Barbara Traber

 

 

(Suisse)

 

 

 

Myrtilles forestières

 

L’été, la forêt

entre pins et mousse un tapis bleu

des buissons de myrtilles comme un océan

et en son milieu, l’enfant

qu’elle est encore

la frimousse barbouillée de jus sucré

sans crainte des créatures de contes de fées

les deux mains pleines de baies

elle vient de trouver un trésor

 

 

 

Ras-le-bol

 

Je n’ai presque plus de sel de déneigement, presque plus de bois de chauffe.
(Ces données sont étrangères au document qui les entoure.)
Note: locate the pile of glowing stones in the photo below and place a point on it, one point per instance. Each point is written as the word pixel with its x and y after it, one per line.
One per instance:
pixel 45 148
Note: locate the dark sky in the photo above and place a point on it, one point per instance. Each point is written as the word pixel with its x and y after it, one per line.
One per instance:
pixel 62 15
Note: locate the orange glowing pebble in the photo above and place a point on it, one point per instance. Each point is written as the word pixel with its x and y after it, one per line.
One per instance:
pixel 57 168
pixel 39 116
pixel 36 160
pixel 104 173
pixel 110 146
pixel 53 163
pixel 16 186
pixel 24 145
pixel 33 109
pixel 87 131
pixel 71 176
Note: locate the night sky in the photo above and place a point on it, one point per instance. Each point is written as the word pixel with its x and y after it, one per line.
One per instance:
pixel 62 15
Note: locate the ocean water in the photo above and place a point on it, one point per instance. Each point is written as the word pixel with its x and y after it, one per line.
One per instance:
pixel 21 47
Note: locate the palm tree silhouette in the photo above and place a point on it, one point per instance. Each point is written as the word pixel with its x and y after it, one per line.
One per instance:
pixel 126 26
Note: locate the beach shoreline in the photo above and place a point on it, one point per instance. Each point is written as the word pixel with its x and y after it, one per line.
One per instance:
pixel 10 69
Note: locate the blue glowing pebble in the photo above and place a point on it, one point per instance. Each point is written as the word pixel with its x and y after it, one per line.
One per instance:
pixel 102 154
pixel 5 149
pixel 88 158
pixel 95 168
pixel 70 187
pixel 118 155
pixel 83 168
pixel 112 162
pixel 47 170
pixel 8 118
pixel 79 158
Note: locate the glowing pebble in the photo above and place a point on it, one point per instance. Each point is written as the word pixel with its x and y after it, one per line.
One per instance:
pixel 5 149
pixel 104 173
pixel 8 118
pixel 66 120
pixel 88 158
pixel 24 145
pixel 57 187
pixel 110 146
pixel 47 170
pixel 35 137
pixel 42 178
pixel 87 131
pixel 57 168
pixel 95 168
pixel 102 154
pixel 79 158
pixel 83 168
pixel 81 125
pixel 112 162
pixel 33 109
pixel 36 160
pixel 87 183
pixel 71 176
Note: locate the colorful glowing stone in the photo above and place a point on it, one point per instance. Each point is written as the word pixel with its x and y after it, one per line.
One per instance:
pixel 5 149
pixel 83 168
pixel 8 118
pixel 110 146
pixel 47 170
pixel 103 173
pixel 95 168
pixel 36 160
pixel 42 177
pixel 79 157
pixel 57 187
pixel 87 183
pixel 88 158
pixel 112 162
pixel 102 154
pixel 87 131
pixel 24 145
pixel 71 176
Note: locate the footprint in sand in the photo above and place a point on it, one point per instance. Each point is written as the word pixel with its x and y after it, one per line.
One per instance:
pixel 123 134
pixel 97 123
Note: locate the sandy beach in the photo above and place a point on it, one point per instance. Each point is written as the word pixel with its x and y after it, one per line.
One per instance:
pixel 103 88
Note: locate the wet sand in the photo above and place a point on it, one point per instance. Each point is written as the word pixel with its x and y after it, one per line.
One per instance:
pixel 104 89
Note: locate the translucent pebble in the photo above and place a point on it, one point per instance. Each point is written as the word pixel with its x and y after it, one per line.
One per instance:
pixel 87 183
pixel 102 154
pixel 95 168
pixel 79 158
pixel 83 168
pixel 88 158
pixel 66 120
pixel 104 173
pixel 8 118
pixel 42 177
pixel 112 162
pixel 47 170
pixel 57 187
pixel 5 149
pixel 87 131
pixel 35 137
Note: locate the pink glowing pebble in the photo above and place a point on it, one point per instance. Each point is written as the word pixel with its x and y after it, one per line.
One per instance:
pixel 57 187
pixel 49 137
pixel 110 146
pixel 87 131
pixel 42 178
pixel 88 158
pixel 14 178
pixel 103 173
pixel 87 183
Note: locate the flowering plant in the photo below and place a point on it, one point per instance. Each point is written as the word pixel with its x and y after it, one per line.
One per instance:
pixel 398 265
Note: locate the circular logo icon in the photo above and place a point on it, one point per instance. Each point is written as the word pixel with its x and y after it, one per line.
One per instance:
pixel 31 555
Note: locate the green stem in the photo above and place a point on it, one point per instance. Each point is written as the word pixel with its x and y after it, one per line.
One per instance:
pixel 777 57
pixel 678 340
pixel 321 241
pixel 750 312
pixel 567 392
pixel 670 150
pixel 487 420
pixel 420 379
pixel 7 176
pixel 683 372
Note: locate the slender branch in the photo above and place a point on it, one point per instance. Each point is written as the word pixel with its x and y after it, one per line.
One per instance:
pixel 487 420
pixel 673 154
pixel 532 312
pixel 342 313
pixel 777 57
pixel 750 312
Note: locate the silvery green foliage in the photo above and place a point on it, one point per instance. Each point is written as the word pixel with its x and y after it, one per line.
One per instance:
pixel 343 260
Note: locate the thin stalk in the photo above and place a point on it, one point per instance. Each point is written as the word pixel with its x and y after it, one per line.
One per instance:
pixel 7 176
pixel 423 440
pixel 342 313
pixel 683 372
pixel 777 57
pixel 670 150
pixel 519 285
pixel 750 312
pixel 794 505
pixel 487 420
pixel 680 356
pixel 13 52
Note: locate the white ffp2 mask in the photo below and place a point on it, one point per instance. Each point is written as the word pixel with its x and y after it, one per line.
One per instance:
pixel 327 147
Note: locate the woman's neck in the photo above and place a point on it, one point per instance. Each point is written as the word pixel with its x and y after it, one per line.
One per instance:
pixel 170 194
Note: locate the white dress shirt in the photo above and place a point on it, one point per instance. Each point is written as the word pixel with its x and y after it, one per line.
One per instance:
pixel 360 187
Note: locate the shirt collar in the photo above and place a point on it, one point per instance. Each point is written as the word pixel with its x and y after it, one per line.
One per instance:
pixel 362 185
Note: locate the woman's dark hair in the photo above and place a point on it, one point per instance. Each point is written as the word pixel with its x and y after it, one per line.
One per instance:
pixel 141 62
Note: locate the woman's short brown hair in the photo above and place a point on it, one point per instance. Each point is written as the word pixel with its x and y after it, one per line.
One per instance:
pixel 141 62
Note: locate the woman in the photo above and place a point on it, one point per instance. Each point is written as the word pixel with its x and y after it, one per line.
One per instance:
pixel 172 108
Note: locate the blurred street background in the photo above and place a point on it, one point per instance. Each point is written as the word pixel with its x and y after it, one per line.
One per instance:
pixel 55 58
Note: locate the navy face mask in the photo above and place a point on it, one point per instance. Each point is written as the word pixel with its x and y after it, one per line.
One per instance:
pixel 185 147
Je n’en peux plus tous les matins de déblayer la neige fraîchement tombée, je n’en peux plus d’écouter les bulletins météo annonçant une nouvelle dépression, je n’en peux plus des températures négatives – je n’en peux plus du scintillement enchanteur de la neige crissant sous mes semelles.

 

Ras-le-bol de l’hiver !

 

Il est grand temps de rappeler les hirondelles, qu’elles retrouvent les vieilles tours, de redonner des couleurs au paysage tout alentour… Oui, c’est à toi que je m’adresse, printemps – ou renouveau, si tu préfères – mais fais vite, réchauffe les ubacs aussi, jusqu’à ce que le dernier petit tas de neige ait fondu.

 

Que s’égouttent goutte à goutte les toits, les bois, et les buissons à l’unisson, fais gonfler torrents et rivières, pousse les tendres pousses hors du sol, que surgissent asperges et radis dans les potagers reverdis.

 

 

 

L’arbre et la forêt

 

Ici et là, les dernières pommes rouges, mûries sur le tard et oubliées à la cueillette, attendent sur les branches dénudées. J’avance dans les feuilles mortes, comme dans le limon à marée basse, et je me demande si ça vaut vraiment la peine de naître, de grandir, pour bientôt devenir un petit tas de cendres, comme au fond de mon poêle suédois les bûches de sapin et de foyard. Mais le bois, ça repousse…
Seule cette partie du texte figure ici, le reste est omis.